Despite the continuing recovery of the United States housing market since the 2008 downturn, foreclosure rates remain high. As foreclosures accumulate, so do unpaid property taxes. This presents an opportunity to investors who are willing to consider investing in property tax lien sales. Like many asset classes, tax lien investing requires a good bit of specialized knowledge to be successful. It is important to apprise yourself of all the pertinent facts before you venture your retirement capital into a property tax lien purchase. In this blog, we will cover the fundamentals of property tax liens and hopefully provide you with a baseline of information that will help you decide if this strategy is an option you want to explore for investing with your self-directed IRA or Solo 401(k).
How Tax Liens Work
Tax liens are basically a cash-flow management strategy employed by local county or city governments. When a property owner doesn’t pay the required quarterly property taxes, then a municipality places a tax lien on his or her property. This lien represents the right to foreclose on the property if the owner fails to pay the taxes.

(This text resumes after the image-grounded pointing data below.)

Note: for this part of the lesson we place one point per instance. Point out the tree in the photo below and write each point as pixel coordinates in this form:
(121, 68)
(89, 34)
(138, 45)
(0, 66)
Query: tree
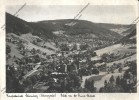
(92, 88)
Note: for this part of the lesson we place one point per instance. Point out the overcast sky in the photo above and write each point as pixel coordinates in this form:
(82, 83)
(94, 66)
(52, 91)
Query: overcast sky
(119, 14)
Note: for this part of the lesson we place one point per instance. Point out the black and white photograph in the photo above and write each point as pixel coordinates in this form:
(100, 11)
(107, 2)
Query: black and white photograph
(71, 48)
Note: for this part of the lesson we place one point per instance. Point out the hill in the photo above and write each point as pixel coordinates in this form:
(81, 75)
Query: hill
(71, 28)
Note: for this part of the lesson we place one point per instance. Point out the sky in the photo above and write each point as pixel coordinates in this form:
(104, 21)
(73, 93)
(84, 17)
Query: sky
(117, 14)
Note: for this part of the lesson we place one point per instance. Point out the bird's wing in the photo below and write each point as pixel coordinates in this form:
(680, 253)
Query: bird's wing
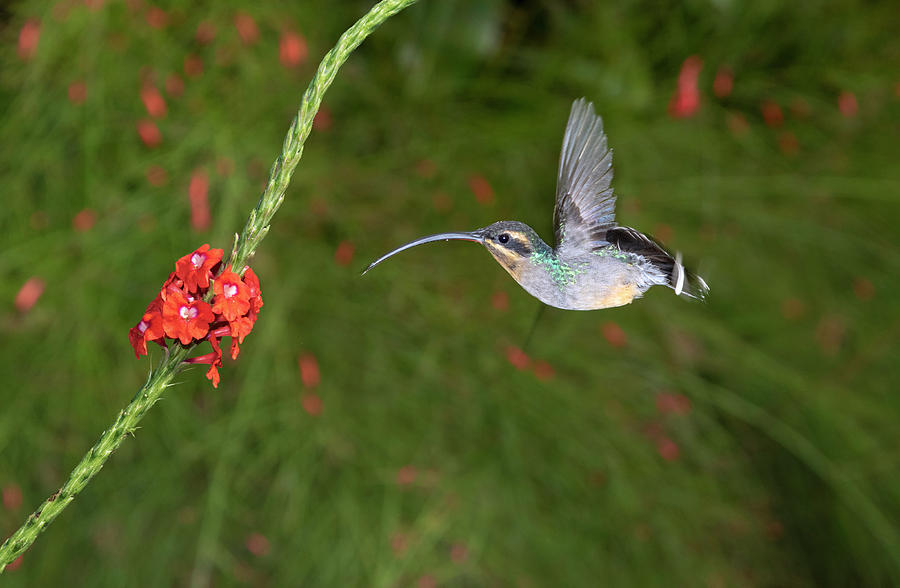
(585, 203)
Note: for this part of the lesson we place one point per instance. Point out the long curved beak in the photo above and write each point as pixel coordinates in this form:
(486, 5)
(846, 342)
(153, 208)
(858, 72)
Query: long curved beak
(475, 236)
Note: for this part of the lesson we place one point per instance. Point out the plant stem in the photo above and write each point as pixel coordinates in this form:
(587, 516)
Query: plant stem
(254, 231)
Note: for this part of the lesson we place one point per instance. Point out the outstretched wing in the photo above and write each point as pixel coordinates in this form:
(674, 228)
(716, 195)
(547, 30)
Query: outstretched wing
(585, 203)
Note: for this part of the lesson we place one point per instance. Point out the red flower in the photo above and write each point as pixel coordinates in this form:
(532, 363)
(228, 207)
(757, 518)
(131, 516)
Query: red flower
(196, 268)
(185, 318)
(178, 312)
(255, 293)
(150, 328)
(232, 296)
(213, 372)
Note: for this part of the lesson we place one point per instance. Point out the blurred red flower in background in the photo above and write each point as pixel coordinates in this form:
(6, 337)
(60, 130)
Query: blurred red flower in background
(723, 83)
(77, 92)
(156, 17)
(847, 104)
(193, 66)
(309, 370)
(206, 32)
(344, 254)
(772, 114)
(686, 100)
(292, 49)
(518, 358)
(198, 191)
(153, 101)
(149, 133)
(29, 294)
(482, 189)
(84, 220)
(29, 35)
(246, 27)
(614, 334)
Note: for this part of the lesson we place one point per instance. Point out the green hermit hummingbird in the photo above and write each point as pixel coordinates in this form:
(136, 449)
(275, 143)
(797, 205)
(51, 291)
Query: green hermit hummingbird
(595, 262)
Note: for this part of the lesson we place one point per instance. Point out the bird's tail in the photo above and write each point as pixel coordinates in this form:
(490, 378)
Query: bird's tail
(686, 282)
(677, 277)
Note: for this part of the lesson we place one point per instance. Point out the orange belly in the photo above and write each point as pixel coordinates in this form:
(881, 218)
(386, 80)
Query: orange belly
(618, 295)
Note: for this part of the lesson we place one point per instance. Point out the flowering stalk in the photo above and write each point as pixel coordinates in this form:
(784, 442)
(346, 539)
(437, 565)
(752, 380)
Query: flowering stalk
(254, 231)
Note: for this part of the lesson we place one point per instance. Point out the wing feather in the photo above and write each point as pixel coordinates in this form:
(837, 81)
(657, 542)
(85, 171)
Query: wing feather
(585, 202)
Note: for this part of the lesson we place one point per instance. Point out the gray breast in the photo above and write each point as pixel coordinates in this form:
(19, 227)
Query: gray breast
(589, 281)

Where Investors are Involved
In most states, the local tax authority can sell tax liens to private investors at auction, which gets the county the cash immediately and gives the investor the right to collect the delinquent taxes, as well as penalties and interest on late payment. This means that as the investor, you pay the amount of taxes owed up front and in return, you get the right to reclaim that money, plus interest from the property owner.

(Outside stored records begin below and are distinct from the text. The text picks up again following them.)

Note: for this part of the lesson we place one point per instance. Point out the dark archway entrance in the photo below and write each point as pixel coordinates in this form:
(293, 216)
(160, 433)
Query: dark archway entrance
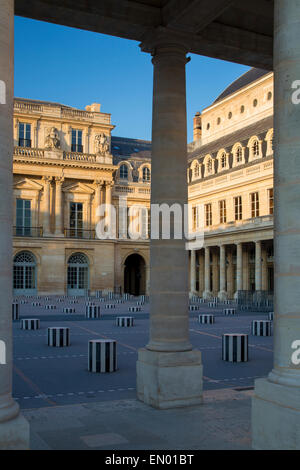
(135, 275)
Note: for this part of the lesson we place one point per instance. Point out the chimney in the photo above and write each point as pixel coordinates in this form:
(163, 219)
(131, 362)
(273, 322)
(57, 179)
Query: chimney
(93, 108)
(197, 126)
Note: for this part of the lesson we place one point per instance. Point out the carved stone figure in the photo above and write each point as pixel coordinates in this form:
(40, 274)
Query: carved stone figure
(52, 141)
(101, 144)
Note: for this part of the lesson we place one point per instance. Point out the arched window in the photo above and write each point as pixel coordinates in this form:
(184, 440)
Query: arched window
(223, 160)
(24, 275)
(78, 274)
(124, 172)
(239, 154)
(146, 174)
(255, 148)
(196, 170)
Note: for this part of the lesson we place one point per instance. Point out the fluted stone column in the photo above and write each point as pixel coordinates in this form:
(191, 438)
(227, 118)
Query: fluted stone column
(169, 371)
(98, 199)
(239, 268)
(193, 273)
(46, 210)
(258, 263)
(58, 206)
(222, 294)
(276, 403)
(207, 292)
(14, 430)
(264, 269)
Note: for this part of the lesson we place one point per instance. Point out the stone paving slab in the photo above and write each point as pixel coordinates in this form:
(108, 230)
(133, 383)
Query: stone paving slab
(221, 423)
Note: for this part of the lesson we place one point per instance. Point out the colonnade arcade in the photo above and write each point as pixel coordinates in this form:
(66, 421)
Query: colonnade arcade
(225, 269)
(169, 370)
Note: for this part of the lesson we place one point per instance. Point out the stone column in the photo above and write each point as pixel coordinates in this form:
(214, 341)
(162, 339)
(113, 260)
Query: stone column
(207, 288)
(58, 206)
(46, 205)
(258, 263)
(169, 372)
(193, 273)
(239, 268)
(264, 269)
(14, 430)
(276, 403)
(98, 199)
(222, 294)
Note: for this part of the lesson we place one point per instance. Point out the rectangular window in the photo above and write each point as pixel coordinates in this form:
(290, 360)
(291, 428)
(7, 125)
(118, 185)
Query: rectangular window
(76, 145)
(254, 204)
(238, 211)
(222, 211)
(208, 214)
(76, 219)
(24, 134)
(23, 217)
(271, 201)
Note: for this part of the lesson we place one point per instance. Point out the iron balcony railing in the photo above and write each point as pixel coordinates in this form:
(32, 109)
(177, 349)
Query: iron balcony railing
(79, 233)
(28, 231)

In the United States, around six-billion dollars in tax liens are offered for sale each year. In 28 of the 50 states, plus Washington, D.C., Puerto Rico and the U.S. Virgin Islands, those tax liens can be sold to private investors. Interest on tax lien payments vary by state, and can range from 12 percent to 36 percent per year, depending on the state. For example, in Texas, the rate is 25 percent in the first 6 months and 50 percent in the first year, but in Arizona there is a 16 percent per annum ceiling.

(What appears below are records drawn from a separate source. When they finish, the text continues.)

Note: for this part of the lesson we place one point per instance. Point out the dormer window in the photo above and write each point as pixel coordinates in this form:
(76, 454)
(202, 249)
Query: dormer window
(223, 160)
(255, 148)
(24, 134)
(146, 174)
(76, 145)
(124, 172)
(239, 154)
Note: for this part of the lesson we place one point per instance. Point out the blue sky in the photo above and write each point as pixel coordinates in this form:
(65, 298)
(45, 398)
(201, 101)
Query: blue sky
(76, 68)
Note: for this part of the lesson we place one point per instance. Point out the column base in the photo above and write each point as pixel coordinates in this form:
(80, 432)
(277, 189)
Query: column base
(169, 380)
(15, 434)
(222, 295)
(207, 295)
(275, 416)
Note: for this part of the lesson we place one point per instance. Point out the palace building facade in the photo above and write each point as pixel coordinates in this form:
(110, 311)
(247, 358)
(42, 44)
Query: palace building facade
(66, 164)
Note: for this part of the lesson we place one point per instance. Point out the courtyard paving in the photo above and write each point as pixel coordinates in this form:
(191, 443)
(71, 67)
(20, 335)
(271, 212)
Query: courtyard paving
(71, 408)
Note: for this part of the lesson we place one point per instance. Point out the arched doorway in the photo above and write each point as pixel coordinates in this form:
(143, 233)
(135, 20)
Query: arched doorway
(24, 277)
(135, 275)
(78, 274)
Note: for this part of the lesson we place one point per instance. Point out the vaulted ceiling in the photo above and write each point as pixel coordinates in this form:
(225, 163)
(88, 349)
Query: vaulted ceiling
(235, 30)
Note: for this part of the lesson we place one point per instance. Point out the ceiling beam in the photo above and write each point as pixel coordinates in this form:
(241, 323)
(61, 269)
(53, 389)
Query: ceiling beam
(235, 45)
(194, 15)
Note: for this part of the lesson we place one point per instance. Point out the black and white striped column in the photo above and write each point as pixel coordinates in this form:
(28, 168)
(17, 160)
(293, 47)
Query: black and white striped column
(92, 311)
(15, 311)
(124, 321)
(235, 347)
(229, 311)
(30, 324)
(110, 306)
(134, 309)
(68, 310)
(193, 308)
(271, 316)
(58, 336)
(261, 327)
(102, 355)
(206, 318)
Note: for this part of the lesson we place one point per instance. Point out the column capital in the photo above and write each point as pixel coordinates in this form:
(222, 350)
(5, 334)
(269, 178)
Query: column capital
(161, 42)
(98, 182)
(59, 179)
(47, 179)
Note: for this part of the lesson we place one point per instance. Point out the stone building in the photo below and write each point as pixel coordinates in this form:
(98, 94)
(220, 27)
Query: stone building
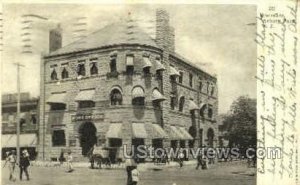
(28, 123)
(123, 88)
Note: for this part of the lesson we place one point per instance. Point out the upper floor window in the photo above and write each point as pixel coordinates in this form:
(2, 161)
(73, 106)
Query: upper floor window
(207, 87)
(138, 96)
(172, 102)
(191, 80)
(33, 119)
(94, 69)
(113, 64)
(129, 64)
(212, 90)
(210, 112)
(116, 97)
(58, 106)
(54, 75)
(202, 110)
(81, 69)
(58, 138)
(64, 73)
(181, 103)
(86, 104)
(180, 77)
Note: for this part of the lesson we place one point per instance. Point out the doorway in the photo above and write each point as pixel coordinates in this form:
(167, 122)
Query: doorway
(87, 136)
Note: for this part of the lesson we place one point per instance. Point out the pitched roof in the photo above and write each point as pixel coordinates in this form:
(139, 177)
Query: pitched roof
(114, 34)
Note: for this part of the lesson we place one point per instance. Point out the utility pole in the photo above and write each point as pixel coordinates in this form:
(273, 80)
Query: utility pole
(18, 110)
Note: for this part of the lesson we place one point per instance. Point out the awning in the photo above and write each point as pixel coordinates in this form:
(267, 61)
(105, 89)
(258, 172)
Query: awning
(173, 71)
(129, 61)
(159, 132)
(175, 134)
(186, 135)
(157, 96)
(114, 131)
(147, 62)
(138, 92)
(26, 140)
(57, 98)
(193, 105)
(159, 65)
(85, 95)
(138, 130)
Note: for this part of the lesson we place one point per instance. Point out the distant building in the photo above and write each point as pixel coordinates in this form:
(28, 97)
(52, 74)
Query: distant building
(28, 124)
(124, 88)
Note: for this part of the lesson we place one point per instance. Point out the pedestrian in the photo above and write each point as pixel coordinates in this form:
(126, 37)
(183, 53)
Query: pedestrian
(61, 158)
(11, 160)
(135, 175)
(24, 164)
(199, 161)
(69, 162)
(129, 163)
(181, 157)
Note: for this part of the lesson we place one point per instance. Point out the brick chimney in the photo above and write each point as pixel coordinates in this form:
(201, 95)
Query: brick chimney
(55, 39)
(165, 37)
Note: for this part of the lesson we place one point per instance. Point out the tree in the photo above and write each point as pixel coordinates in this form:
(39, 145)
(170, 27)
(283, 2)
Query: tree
(240, 123)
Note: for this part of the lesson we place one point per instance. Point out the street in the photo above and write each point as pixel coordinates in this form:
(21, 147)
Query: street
(231, 173)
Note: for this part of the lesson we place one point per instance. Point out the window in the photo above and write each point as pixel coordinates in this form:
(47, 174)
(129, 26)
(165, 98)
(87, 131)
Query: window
(212, 90)
(210, 112)
(191, 80)
(58, 138)
(86, 104)
(129, 64)
(181, 103)
(172, 103)
(115, 97)
(115, 142)
(33, 119)
(180, 77)
(146, 70)
(200, 85)
(58, 106)
(94, 69)
(139, 101)
(202, 110)
(113, 65)
(207, 87)
(64, 73)
(81, 69)
(54, 75)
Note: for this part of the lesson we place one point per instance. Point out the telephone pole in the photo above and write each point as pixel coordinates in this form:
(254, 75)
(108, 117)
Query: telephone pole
(18, 110)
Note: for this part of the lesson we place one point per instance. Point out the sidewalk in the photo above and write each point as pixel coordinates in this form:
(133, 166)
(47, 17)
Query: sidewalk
(141, 166)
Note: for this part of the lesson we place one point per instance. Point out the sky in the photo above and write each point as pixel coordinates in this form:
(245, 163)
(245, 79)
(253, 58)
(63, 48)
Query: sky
(217, 38)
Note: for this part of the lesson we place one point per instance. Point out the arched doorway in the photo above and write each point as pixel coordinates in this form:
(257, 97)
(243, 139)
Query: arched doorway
(210, 137)
(87, 136)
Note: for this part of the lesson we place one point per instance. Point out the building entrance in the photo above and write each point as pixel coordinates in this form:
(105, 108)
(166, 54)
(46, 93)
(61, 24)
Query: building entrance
(87, 136)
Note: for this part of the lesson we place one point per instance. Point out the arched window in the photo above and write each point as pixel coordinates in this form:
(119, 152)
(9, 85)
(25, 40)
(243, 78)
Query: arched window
(138, 96)
(210, 112)
(81, 69)
(116, 97)
(64, 73)
(202, 110)
(54, 75)
(181, 103)
(113, 65)
(94, 69)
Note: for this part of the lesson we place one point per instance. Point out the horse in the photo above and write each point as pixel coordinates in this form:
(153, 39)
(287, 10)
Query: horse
(97, 157)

After you purchase the lien, the property is allowed a specified amount of time called a redemption period in which to pay the property taxes and redeem the lien. This period can last from six months to three years, varying by state. When the redemption period expires, you (the lienholder) can begin the foreclosure process and take ownership of the property. If the owner pays the taxes and redeems the property, you get back your full bid amount, plus the interest on the lien.
While the high interest rates make tax liens an attractive investment, you should be certain that you are able to undertake the initial cash outlay, as well as fully prepared for the potentially lengthy wait during the redemption period. If you are seeking immediate cash flow from your investment rather than the potential for very high future returns, steer clear of the liens market. While liens have repayment priority (meaning they get paid first), even over first mortgages, there may be prior liens attached to the property, including liens from the IRS, which have priority over all the others. Since there is no warranty on the status of the title of the tax lien, these prior liens may interfere with your ability to claim the property if it is not redeemed. Additionally, it is important to know that lien properties are sold as-is, and may need extensive repairs.
It is crucially important that you fully examine your financial situation, do your research, and consult with an expert before you consider this investment strategy. If you do all your homework and proceed prudently, purchasing tax lien properties can produce exceptionally high returns for your investment dollars.